Häufig gestellte Fragen
Was ist der Prototyp „Simpedia“?
Simpedia ist ein auf der deutschen Wikipedia basierender Prototyp, der das spielerische Lernen von Zusammenhängen durch Navigationsaufgaben ermöglicht.
Wie werden Zusammenhänge zwischen Wikipedia-Artikeln ermittelt?

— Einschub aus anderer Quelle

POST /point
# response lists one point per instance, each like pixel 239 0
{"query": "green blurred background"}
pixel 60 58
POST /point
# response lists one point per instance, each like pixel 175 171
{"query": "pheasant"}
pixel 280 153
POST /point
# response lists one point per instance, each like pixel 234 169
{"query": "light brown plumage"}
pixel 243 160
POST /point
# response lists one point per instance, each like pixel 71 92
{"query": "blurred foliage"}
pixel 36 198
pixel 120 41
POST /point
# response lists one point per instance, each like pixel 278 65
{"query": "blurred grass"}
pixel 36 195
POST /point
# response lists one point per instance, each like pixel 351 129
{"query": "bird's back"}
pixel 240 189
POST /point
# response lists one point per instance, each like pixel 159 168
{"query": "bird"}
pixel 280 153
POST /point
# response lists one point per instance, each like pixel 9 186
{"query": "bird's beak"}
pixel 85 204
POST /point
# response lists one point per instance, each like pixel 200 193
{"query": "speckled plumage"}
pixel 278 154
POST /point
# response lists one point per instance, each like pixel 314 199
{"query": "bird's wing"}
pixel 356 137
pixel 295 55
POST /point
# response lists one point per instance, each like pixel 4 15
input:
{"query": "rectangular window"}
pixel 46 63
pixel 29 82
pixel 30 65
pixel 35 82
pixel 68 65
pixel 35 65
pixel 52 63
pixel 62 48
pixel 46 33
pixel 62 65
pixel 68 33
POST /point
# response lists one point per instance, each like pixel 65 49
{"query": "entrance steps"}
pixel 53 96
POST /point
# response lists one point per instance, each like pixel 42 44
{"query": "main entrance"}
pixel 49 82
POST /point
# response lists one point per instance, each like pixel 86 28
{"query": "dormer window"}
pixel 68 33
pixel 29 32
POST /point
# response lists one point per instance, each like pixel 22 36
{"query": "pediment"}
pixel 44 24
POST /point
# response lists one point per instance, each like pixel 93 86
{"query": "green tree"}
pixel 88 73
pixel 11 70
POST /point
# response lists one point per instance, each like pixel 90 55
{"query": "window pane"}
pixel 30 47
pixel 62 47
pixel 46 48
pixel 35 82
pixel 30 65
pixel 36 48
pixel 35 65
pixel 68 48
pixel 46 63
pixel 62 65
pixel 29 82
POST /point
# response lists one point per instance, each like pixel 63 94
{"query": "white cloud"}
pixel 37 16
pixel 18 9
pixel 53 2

Die Zusammenhänge werden durch semantische Ähnlichkeit berechnet, wofür Programme wie Findlink und SENTRAX eingesetzt werden, um ein Netz aus verwandten Artikeln zu bilden.
Was versteht man unter "Lernen von Zusammenhängen"?
Anstatt reines Faktenwissen auswendig zu lernen, geht es darum, die inhaltlichen Assoziationen und Verbindungen zwischen verschiedenen Themengebieten zu begreifen.
Welche Probleme gab es bei der Ähnlichkeitsberechnung?
Aufgrund der enormen Artikelanzahl der Wikipedia kam es zu Performanceproblemen und Anomalien in der Netzstruktur, was den Einsatz von Filterkriterien und Gütemaßen notwendig machte.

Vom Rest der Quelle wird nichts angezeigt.